Saw a great deal of theatre last week, and I wanted to talk about a far too common practice which happens onstage.

Yelling.

It's a flare gun, people.  Do it once, quickly and in an unexpected place, and it is riveting.  As a spectator, your hair will rustle from the back of your head with fright and that primordial cocktail of adrenaline served upon our steady neurotransmitters will crackle inside us.

But keep yelling for an extended period of time, or yell over and over again throughout a play, and it's just painful.  Squeezing and grasping the trigger for a weapon that's spent. And you end up breaking the tool. Wind up with Hamlets who sound like gym coaches.

Why do actors yell?

1)They don't trust the space.  In New York City, a majority of the theatres (if we're talking Off and Off-Off Broadway) are black box in nature. Now, I started out in Los Angeles, and there were plenty of actors there who only possessed film training and would whisper during a play, their efforts awaiting a kindly boom operator who would never appear.  But that's not the case with NY actors. It's the opposite problem. If you're working a 45-seat house, you can trust the audience to hear you if you have sufficient vocal training.

2)They want to be "real".  Yes, in the real world, people yell.  And, when they do, we tend to tune them out after a time. Any subway rider can tell you that. It's a coping mechanism we've adopted to shut down when faced with constant yelling.  Besides, theatre isn't real. You're not really a king or getting murdered on stage.  Theatre is the human experience ideally and artificially expressed.  People responding in an articulate, complicated fashion.
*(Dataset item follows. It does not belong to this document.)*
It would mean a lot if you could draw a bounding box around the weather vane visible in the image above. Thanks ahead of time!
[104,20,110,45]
3)They don't have a wide enough variety of tactics to play in a scene.  This is the big one.  This is why acting is different than real life.  In real life, I only utilize about four tactics when interacting with people before I give up:

 - to tease
- to comfort
 -to compliment
 -to charm

But me in a role?  That's the time when I can seduce or punish or devastate or bleed someone dry or mock or betray or reconcile with them or annoy or stab them with only the words I say. 

Verbs. Devour them like crazy.  Don't hide behind adjectives in any medium - acting, songwriting, stories, poems, whatever. Verbs used with passion and play deliver powerful art.  And if an actor doesn't feel supported by their choices, (and I'm speaking from painful experience in my twenties here), one quick fix is to yell. 

Don't use the quick fix. Challenge yourself to explore tactics in rehearsal and performance, especially ones which frighten you.